Rob also shared a short message from his daughter, Kelley: I’ll miss his humor, his wisdom, and the way he cared about people who were unseen or misunderstood.

I’m crying again. That’s happening a lot.

I didn’t know what visitations and funerals were for, and dreaded going through this experience. Now I understand. It’s an experience for everyone left behind that gives a healing context beyond the emotions of the moment.

In latter years, Dad said he didn’t want to have a funeral because nobody would show up.

He was very wrong.

~

For a while now, I’ve been feeling stuck in my creative life. Every time I had an idea, the wind would go out of my sails and I’d think, “Why bother?”

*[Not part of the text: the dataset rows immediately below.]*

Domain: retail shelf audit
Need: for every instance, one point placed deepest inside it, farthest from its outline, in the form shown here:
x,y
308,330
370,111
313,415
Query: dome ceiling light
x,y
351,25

After this funeral and all the things people said of Dad, I feel filled with purpose and inspired to follow his example.

Of course, in true Dad fashion, the last scene had to be a funny one: We took the small box with his ashes down to Beach Grove, a forest by the shore where he’d always walk his crazy dog, Winston.

We waded out into the muck of a low tide, took the box out of its blue velour bag (the “Crown Royal bag”, as we jokingly called it), only to discover that the box was screwed shut, and none of us had a screwdriver.

If you knew Dad, you’d know that he was always surrounded by a zillion little implements. “Always use the right tool for the job!” he said.

Craig and I dashed home for a screwdriver, then went back to Beach Grove. In so doing, we also felt like there was a better place to do this — in the forest and further down the shore.

So Dad had the last laugh, and as we walked back along the forest path with “magic hour” light streaming through gaps in the leaves, we knew the last piece had fallen perfectly into place.

~

I can’t help feeling that Dad is everywhere now. Whatever materialistic logic might say, in my heart I feel this is just so — that when we laid him in the forest, he became the swaying trees; when we put him in the water, he became the moving waves. When the pale orange moon rose last night, it was his face looking down at us.

Some might say this is psychological compensation, but that doesn’t touch what this feeling is. Anybody who says they know absolutely what causes this life or what does or doesn’t follow after it is talking out of their ass. We all live in a constructed interpretation of this existence, even if we don’t own the story we’re telling. So I consciously choose this feeling about Dad in my heart and mind as my own truth.